2010年9月6日(月)「しんぶん赤旗」
きょうの潮流
かつて武蔵野とよばれた東京・多摩の市街地を、緑の帯が東西につらぬきます。江戸時代に掘られた玉川上水の水路に沿って、ケヤキやコナラが列をなして茂る木立です▼土手の上の遊歩道を行けば、猛暑もしばらくどこへやら。木陰は外界より5度ぐらい気温が低い、といいますから。木もれ日に、水面(みなも)や草むらがきらめき、木々の葉影がゆらゆらと揺れます。濃い緑陰▼そんな、とある朝のことでした。
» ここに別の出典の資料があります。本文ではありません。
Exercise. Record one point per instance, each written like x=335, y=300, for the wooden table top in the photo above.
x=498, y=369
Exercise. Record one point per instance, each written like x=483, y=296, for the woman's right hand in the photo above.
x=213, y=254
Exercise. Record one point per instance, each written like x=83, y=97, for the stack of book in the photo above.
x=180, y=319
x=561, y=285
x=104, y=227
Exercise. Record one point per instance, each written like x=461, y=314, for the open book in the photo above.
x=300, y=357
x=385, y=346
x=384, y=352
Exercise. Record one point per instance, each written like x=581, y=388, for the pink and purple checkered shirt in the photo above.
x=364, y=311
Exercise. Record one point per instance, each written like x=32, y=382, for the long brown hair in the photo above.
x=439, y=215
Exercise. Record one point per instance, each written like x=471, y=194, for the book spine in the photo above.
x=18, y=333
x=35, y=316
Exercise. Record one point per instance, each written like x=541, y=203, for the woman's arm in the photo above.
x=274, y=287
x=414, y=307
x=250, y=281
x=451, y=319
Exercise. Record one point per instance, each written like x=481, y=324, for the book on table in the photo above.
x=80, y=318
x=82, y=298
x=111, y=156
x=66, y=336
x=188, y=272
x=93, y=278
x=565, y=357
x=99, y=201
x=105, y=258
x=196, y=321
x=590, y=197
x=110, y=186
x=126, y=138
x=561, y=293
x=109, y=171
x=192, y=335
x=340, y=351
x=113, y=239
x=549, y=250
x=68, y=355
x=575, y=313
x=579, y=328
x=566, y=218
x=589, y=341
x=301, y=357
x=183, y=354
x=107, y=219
年配の女性が、しゃがみこんで目をこらしています。遊歩道と草木の自然界を分かつ柵のそばです。「マヤランですよ」と彼女。「絶滅危(き)惧(ぐ)種です。玉川上水でも、このあたりともう一カ所ぐらいにしか生えていないそうで…」▼柵の下のあちこちで、頼りなさそうな白い茎をひょろりと伸ばしています。15センチから20センチほどでしょうか。緑葉はありません。純白のふちどりに真ん中が赤紫の、小さな花びら。光合成で自活する能力をもたず、共生する菌類から栄養素をもらう腐生植物です▼女性のような名前は、山の名にちなみます。神戸の六甲山地、摩耶山で初めてみつかったから「マヤラン」。森林の伐採や庭で育てようとする人の採取で、数が減っています。環境庁は、「絶滅の危険が増大している」という「絶滅危惧II類」に定めています▼絶滅危惧II類には、キキョウやメダカ、ライチョウも入っています。日陰でひっそりと咲くマヤラン。秘密の花にしておこうかとも思いましたが、けなげに生きる姿に心を打たれ、紹介しました。